Commission des Communautés européennes
c/
République française



61998J0034

Arrêt de la Cour
du 15 février 2000.

Commission des Communautés européennes contre République française.

Sécurité sociale - Financement - Législation applicable.

Affaire C-34/98.

Recueil de jurisprudence 2000 page I-0995

Sécurité sociale des travailleurs migrants - Égalité de traitement - Application, par un État membre, d'une "contribution pour le remboursement de la dette sociale" à ses résidents travaillant dans un autre État membre - Inadmissibilité

(Traité CE, art. 48 et 52 (devenus, après modification, art. 39 CE et 43 CE); règlement du Conseil n° 1408/71, art. 13)

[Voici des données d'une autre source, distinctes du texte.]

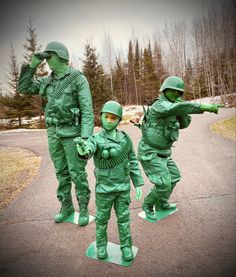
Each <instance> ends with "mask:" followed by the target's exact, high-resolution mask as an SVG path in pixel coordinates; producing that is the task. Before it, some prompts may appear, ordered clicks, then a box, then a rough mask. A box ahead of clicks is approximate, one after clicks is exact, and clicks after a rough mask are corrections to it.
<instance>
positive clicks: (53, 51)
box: [45, 41, 69, 61]
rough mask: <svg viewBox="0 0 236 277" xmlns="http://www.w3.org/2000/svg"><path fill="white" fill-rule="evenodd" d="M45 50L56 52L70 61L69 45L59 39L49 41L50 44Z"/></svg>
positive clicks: (65, 59) (62, 57)
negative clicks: (67, 44) (56, 39)
mask: <svg viewBox="0 0 236 277" xmlns="http://www.w3.org/2000/svg"><path fill="white" fill-rule="evenodd" d="M45 52H54V53H56V54H57V55H58V57H60V58H62V59H64V60H66V61H69V52H68V49H67V47H66V46H65V45H64V44H62V43H60V42H57V41H52V42H49V43H48V45H47V46H46V48H45Z"/></svg>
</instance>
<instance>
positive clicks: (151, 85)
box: [141, 42, 159, 104]
mask: <svg viewBox="0 0 236 277" xmlns="http://www.w3.org/2000/svg"><path fill="white" fill-rule="evenodd" d="M141 71H142V77H141V87H142V98H141V103H142V104H144V103H150V102H152V101H153V100H154V99H155V98H156V97H157V96H158V91H159V86H158V85H159V84H158V79H157V75H156V73H155V70H154V63H153V58H152V51H151V44H150V42H149V44H148V48H144V51H143V57H142V70H141Z"/></svg>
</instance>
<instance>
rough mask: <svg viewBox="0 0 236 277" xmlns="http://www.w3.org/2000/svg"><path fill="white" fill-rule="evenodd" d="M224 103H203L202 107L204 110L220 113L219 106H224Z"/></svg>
mask: <svg viewBox="0 0 236 277" xmlns="http://www.w3.org/2000/svg"><path fill="white" fill-rule="evenodd" d="M223 107H224V105H222V104H208V105H207V104H201V106H200V109H201V110H202V111H203V112H210V113H216V114H217V113H218V109H219V108H223Z"/></svg>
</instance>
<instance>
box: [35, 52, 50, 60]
mask: <svg viewBox="0 0 236 277" xmlns="http://www.w3.org/2000/svg"><path fill="white" fill-rule="evenodd" d="M34 55H35V56H37V57H38V58H39V59H41V60H44V59H49V58H51V54H49V53H48V52H37V53H35V54H34Z"/></svg>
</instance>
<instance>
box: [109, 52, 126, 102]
mask: <svg viewBox="0 0 236 277" xmlns="http://www.w3.org/2000/svg"><path fill="white" fill-rule="evenodd" d="M112 75H113V85H114V96H115V97H116V100H117V101H118V102H119V103H121V104H122V105H125V94H126V93H125V92H126V86H125V67H124V65H123V64H122V62H121V60H120V58H119V57H117V58H116V66H115V67H114V69H113V72H112Z"/></svg>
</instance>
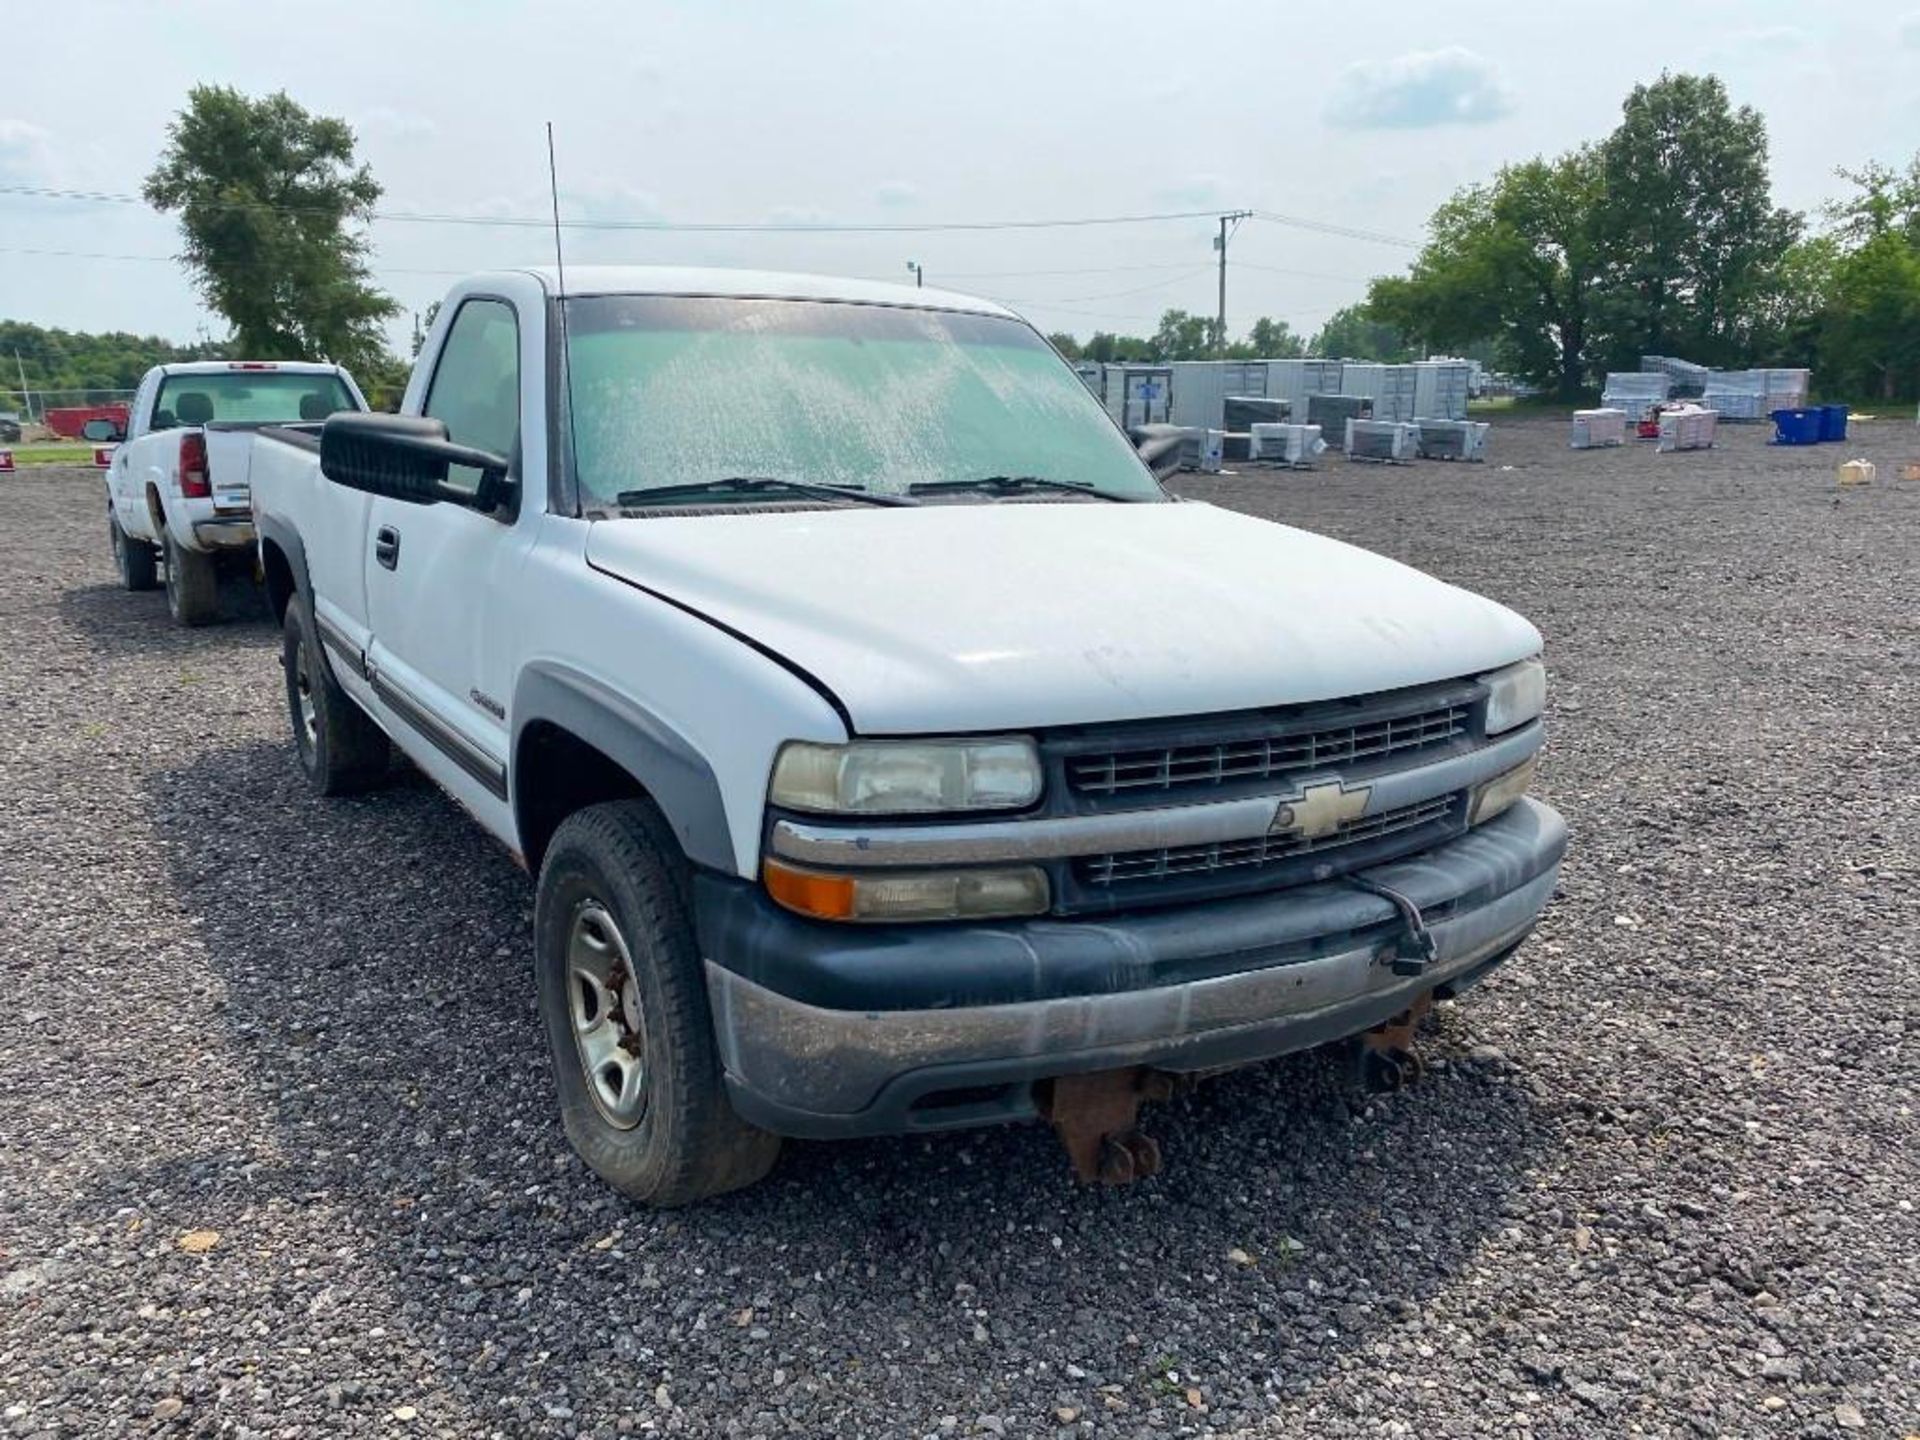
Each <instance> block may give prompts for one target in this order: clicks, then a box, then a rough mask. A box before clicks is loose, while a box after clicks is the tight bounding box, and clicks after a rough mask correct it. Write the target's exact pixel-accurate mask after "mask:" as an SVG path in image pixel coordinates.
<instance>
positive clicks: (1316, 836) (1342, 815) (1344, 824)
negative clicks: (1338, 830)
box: [1267, 780, 1373, 839]
mask: <svg viewBox="0 0 1920 1440" xmlns="http://www.w3.org/2000/svg"><path fill="white" fill-rule="evenodd" d="M1369 795H1373V785H1361V787H1359V789H1346V787H1344V785H1342V783H1340V781H1338V780H1329V781H1327V783H1325V785H1308V787H1306V789H1304V791H1300V799H1298V801H1281V803H1279V804H1277V806H1275V810H1273V824H1271V826H1267V833H1269V835H1300V837H1302V839H1319V837H1321V835H1332V833H1334V831H1336V829H1340V828H1342V826H1348V824H1352V822H1356V820H1359V818H1361V816H1363V814H1365V812H1367V797H1369Z"/></svg>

Manque aux obligations lui incombant en vertu de l'article 13 du règlement n° 1408/71 ainsi que des articles 48 et 52 du traité (devenus, après modification, articles 39 CE et 43 CE) un État membre qui applique une "contribution pour le remboursement de la dette sociale", destinée à apurer les déficits du régime général de sécurité sociale, aux revenus d'activité et de remplacement des travailleurs salariés et indépendants qui résident dans cet État mais travaillent dans un autre État membre et qui, en vertu dudit règlement, ne sont pas soumis à la législation de sécurité sociale de l'État de résidence.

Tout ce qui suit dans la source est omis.